心のこもった料理は美味しい、というのは本当なのだろうか。

はっきり言って私は料理が得意じゃない。だから、初めて実家を離れて自炊をすることになった時、麻婆豆腐の素や炊き込みご飯の素などに頼ろうと思った。

ところがパッケージに書かれた手順通りに進めても、3〜4人前と書かれた麻婆豆腐は見るからに1人前ぐらいにしかならないし、炊き込みご飯は写真のようにふっくら炊き上がらない。

どうして上手くできなかったのか正直今でも見当がつかないままなのだけど、素を使えば失敗なんてするわけがないと余裕ぶっていたのは確かだった。

・・・

心情が料理に表れたと感じたのは、その数年後のクリスマス。

付き合っていた恋人のためにブールドネージュを焼いた。さっくりホロホロとした食感の香ばしいクッキー。

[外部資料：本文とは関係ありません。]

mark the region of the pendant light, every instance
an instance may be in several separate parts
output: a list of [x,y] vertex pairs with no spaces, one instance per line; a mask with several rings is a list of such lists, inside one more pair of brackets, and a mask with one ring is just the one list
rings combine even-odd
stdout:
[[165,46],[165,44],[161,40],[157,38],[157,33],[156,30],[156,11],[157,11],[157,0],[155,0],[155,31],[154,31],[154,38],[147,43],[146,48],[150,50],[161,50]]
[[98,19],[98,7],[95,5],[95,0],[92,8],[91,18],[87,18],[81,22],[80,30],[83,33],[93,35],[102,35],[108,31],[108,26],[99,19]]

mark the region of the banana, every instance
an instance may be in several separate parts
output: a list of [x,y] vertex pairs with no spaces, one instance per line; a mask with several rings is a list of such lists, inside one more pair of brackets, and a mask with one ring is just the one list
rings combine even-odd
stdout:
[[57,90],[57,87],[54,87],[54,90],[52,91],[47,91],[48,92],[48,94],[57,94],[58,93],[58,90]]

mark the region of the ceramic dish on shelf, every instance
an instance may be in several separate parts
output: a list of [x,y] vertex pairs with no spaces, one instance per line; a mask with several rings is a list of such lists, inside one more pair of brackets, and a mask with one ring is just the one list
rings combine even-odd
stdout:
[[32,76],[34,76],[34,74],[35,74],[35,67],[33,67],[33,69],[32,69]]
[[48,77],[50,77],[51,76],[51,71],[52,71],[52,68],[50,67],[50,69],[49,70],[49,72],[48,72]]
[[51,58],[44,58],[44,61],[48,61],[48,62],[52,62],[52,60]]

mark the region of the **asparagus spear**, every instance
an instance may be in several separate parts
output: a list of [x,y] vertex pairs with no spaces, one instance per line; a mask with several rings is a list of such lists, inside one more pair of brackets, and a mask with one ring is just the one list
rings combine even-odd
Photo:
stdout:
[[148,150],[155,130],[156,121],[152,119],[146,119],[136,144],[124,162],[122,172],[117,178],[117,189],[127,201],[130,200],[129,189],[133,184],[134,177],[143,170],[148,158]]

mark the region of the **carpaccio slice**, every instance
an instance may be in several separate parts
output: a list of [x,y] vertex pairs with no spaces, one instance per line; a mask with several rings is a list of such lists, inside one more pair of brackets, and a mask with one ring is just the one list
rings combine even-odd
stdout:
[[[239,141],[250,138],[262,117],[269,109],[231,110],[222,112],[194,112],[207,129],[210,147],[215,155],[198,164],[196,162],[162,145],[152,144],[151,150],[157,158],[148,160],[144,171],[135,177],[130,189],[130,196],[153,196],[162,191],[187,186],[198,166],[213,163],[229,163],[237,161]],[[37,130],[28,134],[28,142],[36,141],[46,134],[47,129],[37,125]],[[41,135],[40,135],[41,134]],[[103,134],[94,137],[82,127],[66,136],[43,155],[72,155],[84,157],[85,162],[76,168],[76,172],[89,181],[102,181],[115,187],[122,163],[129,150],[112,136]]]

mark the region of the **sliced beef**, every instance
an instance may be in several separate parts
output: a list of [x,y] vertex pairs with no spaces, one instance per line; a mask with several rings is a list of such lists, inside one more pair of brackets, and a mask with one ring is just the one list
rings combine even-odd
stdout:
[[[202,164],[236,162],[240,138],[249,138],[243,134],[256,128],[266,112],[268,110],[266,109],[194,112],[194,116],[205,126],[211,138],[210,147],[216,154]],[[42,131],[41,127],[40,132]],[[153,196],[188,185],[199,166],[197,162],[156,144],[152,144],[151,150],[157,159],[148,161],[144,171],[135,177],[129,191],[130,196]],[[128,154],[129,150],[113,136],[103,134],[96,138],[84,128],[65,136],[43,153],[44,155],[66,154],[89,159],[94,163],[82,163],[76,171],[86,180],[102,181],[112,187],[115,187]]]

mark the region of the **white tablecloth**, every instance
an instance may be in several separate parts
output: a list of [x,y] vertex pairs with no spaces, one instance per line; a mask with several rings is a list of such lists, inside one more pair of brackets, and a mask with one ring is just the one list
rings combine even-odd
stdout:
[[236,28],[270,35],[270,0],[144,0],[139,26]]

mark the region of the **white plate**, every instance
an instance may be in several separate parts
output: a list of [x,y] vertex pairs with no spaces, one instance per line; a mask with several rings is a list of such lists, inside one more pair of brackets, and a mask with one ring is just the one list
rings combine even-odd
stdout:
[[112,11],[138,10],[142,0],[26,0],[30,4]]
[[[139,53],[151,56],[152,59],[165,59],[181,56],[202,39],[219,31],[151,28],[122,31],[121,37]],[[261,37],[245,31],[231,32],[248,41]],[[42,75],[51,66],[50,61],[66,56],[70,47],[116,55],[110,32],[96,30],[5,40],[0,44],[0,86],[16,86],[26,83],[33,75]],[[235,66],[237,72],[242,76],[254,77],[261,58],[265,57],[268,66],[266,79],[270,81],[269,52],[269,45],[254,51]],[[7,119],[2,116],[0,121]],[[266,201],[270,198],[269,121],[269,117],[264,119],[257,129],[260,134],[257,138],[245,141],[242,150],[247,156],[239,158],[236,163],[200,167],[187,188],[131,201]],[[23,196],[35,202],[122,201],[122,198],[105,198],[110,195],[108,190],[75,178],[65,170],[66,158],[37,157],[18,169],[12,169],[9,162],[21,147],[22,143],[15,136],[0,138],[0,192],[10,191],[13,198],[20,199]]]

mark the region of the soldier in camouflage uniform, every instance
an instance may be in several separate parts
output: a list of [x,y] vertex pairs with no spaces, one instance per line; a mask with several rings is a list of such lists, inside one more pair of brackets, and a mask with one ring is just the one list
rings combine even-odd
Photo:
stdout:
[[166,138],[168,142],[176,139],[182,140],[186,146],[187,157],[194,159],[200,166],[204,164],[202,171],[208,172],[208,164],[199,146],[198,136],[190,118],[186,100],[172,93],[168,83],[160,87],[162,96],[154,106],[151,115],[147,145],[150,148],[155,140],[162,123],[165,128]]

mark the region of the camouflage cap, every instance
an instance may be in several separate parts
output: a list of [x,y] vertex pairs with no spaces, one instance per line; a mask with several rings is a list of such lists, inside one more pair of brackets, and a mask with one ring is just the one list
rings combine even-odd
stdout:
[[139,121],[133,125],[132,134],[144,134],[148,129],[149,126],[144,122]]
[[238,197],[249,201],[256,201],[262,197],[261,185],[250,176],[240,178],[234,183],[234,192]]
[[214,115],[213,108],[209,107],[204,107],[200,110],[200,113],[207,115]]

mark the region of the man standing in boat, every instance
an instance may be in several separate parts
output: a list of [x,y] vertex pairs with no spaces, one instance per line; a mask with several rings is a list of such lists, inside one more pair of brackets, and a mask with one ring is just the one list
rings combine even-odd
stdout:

のはずが、出来上がったのは生焼けの白くて粉っぽいただの丸い塊だった。

トレーに並んだその小さな塊たちを、1人泣きながら貪った。

当時就職したばかりだった私は、慣れない環境にストレスを抱えながら毎日いっぱいいっぱいになってた。そのせいで母と口喧嘩が増えて、悲しいとか悔しとかそういうマイナスな気持ちであの日キッチンに立った。

彼のためのお菓子だったはずなのに、作っている間に彼のことを一度でも考えただろうか。

料理が上手くいなかったことはまだある。

昔一瞬だけ恋人だった人の部屋で作ったカレー。ルーを割り入れて仕上げるスタンダードなカレーだったのだけど、シャバシャバしたスープのままいくらかき混ぜてもとろみがつかなかった。

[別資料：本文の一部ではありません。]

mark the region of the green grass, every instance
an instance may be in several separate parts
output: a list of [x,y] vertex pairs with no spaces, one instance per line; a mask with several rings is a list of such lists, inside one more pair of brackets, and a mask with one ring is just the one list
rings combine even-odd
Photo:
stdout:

彼は美味しいと言ってくれたけど、それはルーの味が美味しかっただけのことで、料理としてのそれとは程遠かった。

彼とはその後まもなく別れた。

思えば、私は彼のことをちゃんと愛してなかったのかもしれない。いろんな気持ちに蓋をして始めた関係だった。きっとこのシャバシャバカレーが定まらない私の心を表してたのだと思う。

失敗の原因なんて料理が苦手な私の不手際に違いない。けど、もしかしたら無意識に心情が行動に反映されてしまうからなのかな、なんて考えも浮かぶようになった。


つい最近、夫婦で行った中華料理屋さんで炒飯を食べる夫に「お店の炒飯と私の作った炒飯、どっちが美味しい?」なんて冗談半分で聞いてみたら、

「愛情がこもってるのは君が作った炒飯だよ」と夫は答えた。

君の作った炒飯のほうが美味しいよ、なんて綺麗事は言われなかったけど、愛情が伝わってるのならそれでいいと思えた。むしろそっちの方が大事とさえ思った。

やっぱり料理は心とつながっているのかもしれない。